In this lesson and module, we'll investigate to see if there's a better way of storing the newly created images for listings in our database. We'll discuss and investigate cloud-based image and video management services and see how we can use Cloudinary for our application.

📝 A sample of the .env file in our server project, after this lesson is complete, can be found - here.

Let's go to the /user/:id route of of our own profile page in our application and examine the listing we've recently created in the last module. If we survey the data returned from our Query.user GraphQL field in our network inspector, we can see that the listing we just created has the base64 encoded version of the image file as the image data.
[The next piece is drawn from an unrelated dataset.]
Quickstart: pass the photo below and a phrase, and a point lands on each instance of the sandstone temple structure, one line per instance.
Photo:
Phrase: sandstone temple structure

If we were to survey the "listings" collection in MongoDB Atlas and find the same recently created listing, we can see the same base64 encoded string in the image field.

This shouldn't be surprising because that is what we told our server to do. We encoded an image file in the client and sent the encoded image as a string to our server to be stored in our database. Thus, when we request listing data, the listing.image field will return the base64 encoded string directly from our database.

Although there is nothing wrong with this method of storing images, it isn't ideal. There are two inherent flaws with this:

  1. Images can take a lot of storage space in our database. Image files by nature are large. In addition, by base64 encoding the binary image files into a string, it actually increases the size of the source image by about 33%. The image field takes up more space than the rest of the fields of a single listing document combined.

  2. If all our listings had base64 images, transmitting and querying all that image data in our GraphQL queries will slow down our response time which can make our app feel laggy and un-optimized.

This is where a cloud-based image and video management service comes in! These services store our images for us on the cloud and all we need to do is save the URL link of the image in our database instead of the image itself. If our app was to even have videos, these services can help store videos as well.

All major applications we use day-to-day use a cloud-based image and video management service. For example, let's check out Airbnb. We can visit one of a certain listing and look for the image in the document inspector.